Well. Not exactly in this case. Although if you leave out the 'profitable' it's certainly true; I find spam quite memorable, and it certainly builds one sort of relationship.
A web spider update: not actually Uptilt's web spider
A while back, I wrote an entry about a bad web spider that at the time appeared to belong to Uptilt Inc. About a week after I published the entry, some of the system administration folks from Uptilt stumbled across it and got in touch with me to look into the whole situation.
In fact they were pretty puzzled about the incident, because (as they put it) Uptilt didn't even do outgoing HTTP, much less have a web crawler; their business is based on email. After I provided some additional specific information to them, they worked out what seems to have happened.
According to them, 188.8.131.52/27 didn't actually currently belong to Uptilt. Hurricane Electric had allocated it to them in November 2005, but when they ramped up operations from it in December they found they were getting a lot of emails from it blocked; upon investigation, they found that the subnet had previously been used by New Horizons, a well-known spammer, since 2004 or so (see eg the SPEWS listing). So Uptilt asked HE for a new clean netblock, and told HE to take back 184.108.40.206/27. However, neither the ARIN WHOIS information nor some of Uptilt's own records got updated at that time.

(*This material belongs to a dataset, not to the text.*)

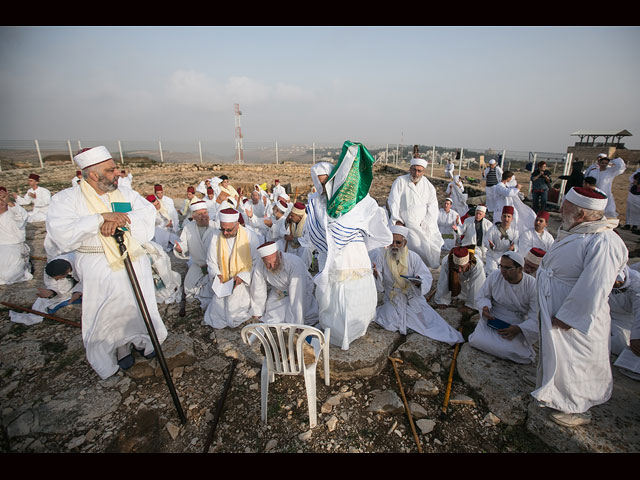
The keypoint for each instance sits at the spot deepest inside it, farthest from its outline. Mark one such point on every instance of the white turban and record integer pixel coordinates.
(92, 156)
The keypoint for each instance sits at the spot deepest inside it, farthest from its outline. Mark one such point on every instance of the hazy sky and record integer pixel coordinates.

Once the Uptilt Inc people worked out what was going on, they got in touch with HE to get the WHOIS information corrected (I expect they also made sure all of their internal records got corrected). Unfortunately, the updated WHOIS information is now completely generic, just showing Hurricane Electric's /18 with no delegation information. Also, the Uptilt people were unable to get HE to tell them who the netblock is now assigned to.
There's a lesson in here about making sure that records, even your own records, are up to date. I've certainly seen similar things happen with internal records here. (In fact back in August I wrote about the accuracy problems of non-essential information.)

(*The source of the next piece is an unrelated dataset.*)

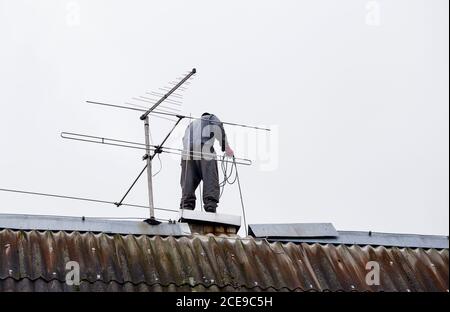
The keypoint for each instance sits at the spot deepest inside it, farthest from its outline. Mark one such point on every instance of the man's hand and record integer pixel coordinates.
(229, 152)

A surprising effect of RAID-1 resynchronization
Today I got to run into an interesting performance impact of having a RAID-1 mirror resync running on a big partition of a live system.
An important system was having performance problems today, so we were poking around it. When we watched the disk statistics, we noticed that only the first disk was seeing read traffic; the second disk was loafing along with just occasional bursts of writes. Looking more closely we noticed that a RAID-1 resync of a big partition was in progress; because the system was loaded, the resync's IO bandwidth had been choked and it hadn't gotten very far, only 5% or so in a 100G partition.
Then the light dawned. Normally, reads are distributed over both sides of a RAID-1 mirror. However, at the moment only 5% of the second disk was valid; a read for something in the remaining 95% could only be be done by the first disk. No wonder the first disk was running hot and the second disk was seeing virtually no reads.
Like everybody, I already knew about the direct IO impact of a RAID-1 resync. But the choking effect of not being able to read from both disks for most of the filesystem hadn't previously occurred to me.
Sidebar: what's a RAID-1 resync?
A RAID-1 resync is what happens when the two disks in a RAID-1 mirror cease to be identical copies of each other, usually due to some calamity (power loss, system crash, disk failure). When this happens, one of the mirrors is identified as the most up to date and its data gets dumped to the other disk to bring them back into sync.
The obvious effect of a RAID-1 resync is that it adds extra IO to the system: reads on the first disk, writes on the second disk. However, any decent RAID system has various things to limit this IO so that it happens more or less when the disks are idle and doesn't steal IO bandwidth from real work.